Tri Polyta
- Formerly: PT Tri Polyta Indonesia Tbk
- Industry: Chemical manufacturing
- Headquarters: Indonesia
- Website: www.chandra-asri.com

= Tri Polyta =

Indonesian chemical manufacturer

Tri Polyta is an insolvent Indonesian chemicals manufacturer which has acquired notoriety in Indonesian investment circles because of its default on a large 1996 bond issue and its success in persuading a court in Indonesia to protect it from the enforcement of its bond obligations.

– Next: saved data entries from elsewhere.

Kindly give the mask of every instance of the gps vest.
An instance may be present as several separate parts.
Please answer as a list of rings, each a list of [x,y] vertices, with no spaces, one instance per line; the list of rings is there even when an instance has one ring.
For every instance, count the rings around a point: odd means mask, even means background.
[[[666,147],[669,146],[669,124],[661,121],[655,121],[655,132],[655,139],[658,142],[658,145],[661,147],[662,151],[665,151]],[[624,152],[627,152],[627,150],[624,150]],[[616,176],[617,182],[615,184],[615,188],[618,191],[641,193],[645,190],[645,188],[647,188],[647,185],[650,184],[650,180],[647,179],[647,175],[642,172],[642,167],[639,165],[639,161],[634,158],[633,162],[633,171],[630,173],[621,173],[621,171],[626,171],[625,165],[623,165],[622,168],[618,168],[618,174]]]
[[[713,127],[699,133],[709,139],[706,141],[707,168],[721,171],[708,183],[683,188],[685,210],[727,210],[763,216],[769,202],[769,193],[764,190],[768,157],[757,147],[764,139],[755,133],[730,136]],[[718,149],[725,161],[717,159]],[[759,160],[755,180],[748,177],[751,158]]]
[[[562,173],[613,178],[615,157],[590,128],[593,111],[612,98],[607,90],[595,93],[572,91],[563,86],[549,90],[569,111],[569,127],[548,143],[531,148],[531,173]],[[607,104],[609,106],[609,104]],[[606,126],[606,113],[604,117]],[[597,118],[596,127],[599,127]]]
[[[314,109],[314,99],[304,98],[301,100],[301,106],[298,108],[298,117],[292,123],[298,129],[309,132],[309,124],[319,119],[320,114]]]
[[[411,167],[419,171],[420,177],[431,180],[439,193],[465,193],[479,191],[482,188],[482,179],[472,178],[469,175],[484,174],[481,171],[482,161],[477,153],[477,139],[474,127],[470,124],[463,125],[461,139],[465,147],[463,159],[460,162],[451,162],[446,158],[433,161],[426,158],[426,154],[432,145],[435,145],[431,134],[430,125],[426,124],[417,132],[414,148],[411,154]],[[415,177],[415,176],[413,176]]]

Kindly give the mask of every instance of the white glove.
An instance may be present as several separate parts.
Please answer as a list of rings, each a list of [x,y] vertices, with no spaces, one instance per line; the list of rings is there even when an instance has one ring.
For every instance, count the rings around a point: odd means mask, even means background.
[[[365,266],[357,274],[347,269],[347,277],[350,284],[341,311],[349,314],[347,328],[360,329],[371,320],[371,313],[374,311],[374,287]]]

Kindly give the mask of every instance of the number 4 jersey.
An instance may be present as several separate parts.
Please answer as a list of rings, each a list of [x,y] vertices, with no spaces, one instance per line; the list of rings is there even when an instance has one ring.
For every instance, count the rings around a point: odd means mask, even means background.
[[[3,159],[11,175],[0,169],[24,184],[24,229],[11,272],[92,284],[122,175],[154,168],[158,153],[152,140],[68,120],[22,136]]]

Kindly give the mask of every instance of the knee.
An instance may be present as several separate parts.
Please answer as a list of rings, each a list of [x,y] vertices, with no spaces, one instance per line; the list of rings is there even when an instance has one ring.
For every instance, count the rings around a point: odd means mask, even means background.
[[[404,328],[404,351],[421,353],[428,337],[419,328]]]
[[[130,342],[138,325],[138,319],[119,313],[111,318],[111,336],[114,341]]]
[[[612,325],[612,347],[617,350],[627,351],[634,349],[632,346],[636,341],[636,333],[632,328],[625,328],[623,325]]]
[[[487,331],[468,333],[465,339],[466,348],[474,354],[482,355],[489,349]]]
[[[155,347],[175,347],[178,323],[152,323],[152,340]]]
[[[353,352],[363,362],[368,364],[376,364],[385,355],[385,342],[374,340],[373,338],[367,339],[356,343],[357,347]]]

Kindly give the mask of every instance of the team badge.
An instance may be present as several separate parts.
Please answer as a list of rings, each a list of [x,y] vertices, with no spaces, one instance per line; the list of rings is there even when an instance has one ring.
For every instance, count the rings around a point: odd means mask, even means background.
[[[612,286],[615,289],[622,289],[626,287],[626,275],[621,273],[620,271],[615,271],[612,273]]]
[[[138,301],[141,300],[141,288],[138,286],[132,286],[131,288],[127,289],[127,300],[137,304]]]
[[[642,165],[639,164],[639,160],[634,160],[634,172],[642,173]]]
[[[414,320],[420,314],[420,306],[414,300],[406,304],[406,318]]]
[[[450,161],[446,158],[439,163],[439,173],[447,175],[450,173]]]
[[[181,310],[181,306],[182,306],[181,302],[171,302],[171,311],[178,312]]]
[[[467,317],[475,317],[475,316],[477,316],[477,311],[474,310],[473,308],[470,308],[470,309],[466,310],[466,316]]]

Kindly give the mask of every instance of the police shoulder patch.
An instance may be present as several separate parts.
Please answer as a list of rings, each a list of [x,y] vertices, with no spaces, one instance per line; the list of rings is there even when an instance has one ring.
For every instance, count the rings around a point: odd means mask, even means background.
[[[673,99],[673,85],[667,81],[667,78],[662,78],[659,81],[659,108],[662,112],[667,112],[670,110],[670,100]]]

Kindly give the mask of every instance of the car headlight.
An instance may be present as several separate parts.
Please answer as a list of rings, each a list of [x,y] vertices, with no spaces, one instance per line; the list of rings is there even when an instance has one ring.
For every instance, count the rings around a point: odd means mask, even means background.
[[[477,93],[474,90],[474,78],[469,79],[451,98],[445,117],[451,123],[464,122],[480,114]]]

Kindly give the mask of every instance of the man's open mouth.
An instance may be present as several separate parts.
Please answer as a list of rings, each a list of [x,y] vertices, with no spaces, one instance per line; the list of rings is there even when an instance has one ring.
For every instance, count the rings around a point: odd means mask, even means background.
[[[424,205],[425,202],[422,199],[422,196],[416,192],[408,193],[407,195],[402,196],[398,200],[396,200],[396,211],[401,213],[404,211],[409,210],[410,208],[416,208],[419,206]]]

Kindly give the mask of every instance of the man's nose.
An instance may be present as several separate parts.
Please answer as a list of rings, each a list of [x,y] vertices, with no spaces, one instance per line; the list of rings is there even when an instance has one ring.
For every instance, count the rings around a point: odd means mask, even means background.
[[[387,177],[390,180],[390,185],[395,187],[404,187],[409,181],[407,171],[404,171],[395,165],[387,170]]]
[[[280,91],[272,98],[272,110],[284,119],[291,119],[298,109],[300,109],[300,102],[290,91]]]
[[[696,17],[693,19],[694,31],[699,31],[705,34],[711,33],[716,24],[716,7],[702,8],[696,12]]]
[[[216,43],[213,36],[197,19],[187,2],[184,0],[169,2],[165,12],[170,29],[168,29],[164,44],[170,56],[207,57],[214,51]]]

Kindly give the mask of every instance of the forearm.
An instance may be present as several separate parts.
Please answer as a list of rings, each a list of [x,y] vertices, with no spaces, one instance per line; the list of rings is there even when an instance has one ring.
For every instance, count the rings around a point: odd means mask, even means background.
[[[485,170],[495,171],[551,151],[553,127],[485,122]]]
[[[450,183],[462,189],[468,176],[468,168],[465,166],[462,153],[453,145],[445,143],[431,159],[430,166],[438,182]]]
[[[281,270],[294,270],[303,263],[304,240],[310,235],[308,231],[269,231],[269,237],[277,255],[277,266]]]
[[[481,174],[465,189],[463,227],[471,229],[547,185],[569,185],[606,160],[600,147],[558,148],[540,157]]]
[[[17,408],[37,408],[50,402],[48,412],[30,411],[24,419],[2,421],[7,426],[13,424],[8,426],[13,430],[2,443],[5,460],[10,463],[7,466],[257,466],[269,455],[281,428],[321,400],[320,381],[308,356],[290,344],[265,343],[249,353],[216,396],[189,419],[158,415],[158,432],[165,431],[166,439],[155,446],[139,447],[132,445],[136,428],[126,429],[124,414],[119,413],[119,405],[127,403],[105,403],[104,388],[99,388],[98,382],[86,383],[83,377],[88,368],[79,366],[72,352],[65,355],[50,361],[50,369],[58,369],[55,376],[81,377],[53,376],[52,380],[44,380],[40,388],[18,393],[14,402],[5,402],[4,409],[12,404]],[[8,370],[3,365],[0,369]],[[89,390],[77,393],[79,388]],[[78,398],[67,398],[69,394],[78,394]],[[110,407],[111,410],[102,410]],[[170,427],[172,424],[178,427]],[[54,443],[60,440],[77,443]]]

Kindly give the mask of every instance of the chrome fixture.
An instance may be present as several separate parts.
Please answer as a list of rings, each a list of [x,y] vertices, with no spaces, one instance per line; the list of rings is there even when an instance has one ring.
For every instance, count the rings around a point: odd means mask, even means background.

Tri Polyta (formally PT Tri Polyta Indonesia Tbk) brought a lawsuit in the district court of Serang, naming ninety-seven defendants, including AIM Capital Management, Houston, Texas; Cargill Financial Services Corp., Minnetonka, Minn.; Invista Capital Management, Des Moines, Iowa; BNP Paribas Asset Management, New York; Oaktree Capital Management, Los Angeles, Calif.; Cerberus Capital Management, New York; Euroclear, Brussels, Belgium, and Millennium Partners, New York. It argued that it had been induced by the actions of the defendants into entering into an underwriting agreement that was fraudulent under Indonesian law.

The court agreed in May 2004, freeing Tri Polyta of the obligation to repay US$185 million in principal, as well as close to US$119 million in interest. The creditors were appealing.

In 2011, Prajogo Pangestu acquired Tri Polyta.